I am trying to use BeautifulSoup to parse a html document. I have tried to write a code which can parse the document, find all tables and remove those that have a numeric/ alphanumeric ratio > 15%. I have used code given as an answer to this previous question:
Delete HTML element if it contains a certain amount of numeric characters
but for some reason the table.decompose() argument is flagging as an error. I'd appreciate any help I could get with this. Please note that I am a beginner, and so, though I do try, I don't always understand the more complicated solutions!
Here is the code:
test_file = 'locationoftestfile.html'
# Define a function to remove tables which have numeric characters/ alphabetic and numeric characters > 15%
def remove_table(table):
table = re.sub('<[^>]*>', ' ', str(table))
numeric = sum(c.isdigit() for c in table)
print('numeric: ' + str(numeric))
alphabetic = sum(c.isalpha() for c in table)
print('alpha: ' + str(alphabetic))
try:
ratio = numeric / float(numeric + alphabetic)
print('ratio: '+ str(ratio))
except ZeroDivisionError as err:
ratio = 1
if ratio > 0.15:
table.decompose()
# Define a function to create our Soup object and then extract text
def file_to_text(file):
soup_file = open(file, 'r')
soup = BeautifulSoup(soup_file, 'html.parser')
for table in soup.find_all('table'):
remove_table(table)
text = soup.get_text()
return text
file_to_text(test_file)
This is the output/error I am receiving:
numeric: 1
alpha: 55
ratio: 0.017857142857142856
numeric: 9
alpha: 88
ratio: 0.09278350515463918
numeric: 20
alpha: 84
ratio: 0.19230769230769232
---------------------------------------------------------------------------
AttributeError Traceback (most recent call last)

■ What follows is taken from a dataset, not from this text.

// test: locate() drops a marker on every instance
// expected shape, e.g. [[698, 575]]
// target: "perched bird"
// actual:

<ipython-input-28-c7e380df4fdc> in <module>
----> 1 file_to_text(test_file)
<ipython-input-27-9fb65cec1313> in file_to_text(file)
16 ratio = 1
17 if ratio > 0.15:
---> 18 table.decompose()
19 text = soup.get_text()
20 return text
AttributeError: 'str' object has no attribute 'decompose'
Please note that the table.decompose()
argument is different to the one given in the solution I have linked. That solution uses
return True
else:
return False
but, perhaps naively, I don't understand how that would remove the table.